By 1963, Miller was in his 12th term as chairman, but his influence was waning. He had a falling out with Mayor Ralph Locher, and the enemies Miller had made over the years were calling for his ouster. At first, Miller refused, but in 1964, he surprisingly stepped aside. Two years later, Miller died of a heart attack at his Shaker Heights home. He was 73.

 

Miller wasn’t the last of Cleveland’s powerful political bosses. Albert Porter had power – and abused it (see box, page 23). Then there was Robert E. Hughes, who until his recent resignation served as chairman of the county’s Republican organization for more than 22 years. Operating on a political terrain where Democrats outnumber Republicans by more than a 3-1 ratio, there was a period, especially in the 1970s, when Hughes enjoyed astounding success.

 

For all but two years from 1971 through 1989, a Republican occupied the mayor’s office, and there was a time when the GOP controlled both the county commission and the auditor’s office. Quite often, Hughes remained one step ahead of local Democratic leaders, sometimes acting when Democrats were merely talking.

 

In no case was that more evident than Hughes’ key role in promoting Virgil Brown as the first black to hold a countywide, non-judicial office.
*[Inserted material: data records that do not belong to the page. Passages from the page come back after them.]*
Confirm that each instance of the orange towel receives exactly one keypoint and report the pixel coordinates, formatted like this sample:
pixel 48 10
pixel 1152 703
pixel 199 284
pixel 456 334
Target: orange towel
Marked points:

For more than a decade, Brown held a county commission seat. He turned back challenges from two of the county’s most prominent Democrats – Timothy F. Hagan and Benny Bonanno.

 

Hughes’ power ebbed considerably during the 1980s, as the party failed to field candidates for many local offices and found itself deeply in debt. The GOP head also found himself in the midst of several controversies and a major criminal investigation that resulted in no charges. Still, Hughes will be remembered as a chairman who, during his heyday, overcame long odds to engineer Republican victories in campaigns, which, on paper, they had no business winning.

 

While Hughes was once an effective leader, he was not a “boss” in the Hanna sense. Greater Cleveland’s last political boss was probably Ray T. Miller. Gradually, grass-roots politics gave way to TV politics, where candidates rise or fall based on 30-second advertisements.

Today, Cleveland has no bosses. Local political parties have leaders, but the clout and prestige of those leaders is a far cry from when “The Red Boss” single-handedly engineered the election of a president.

 

Brent Larkin, a former Plain Dealer political reporter and columnist, is director of the editorial page.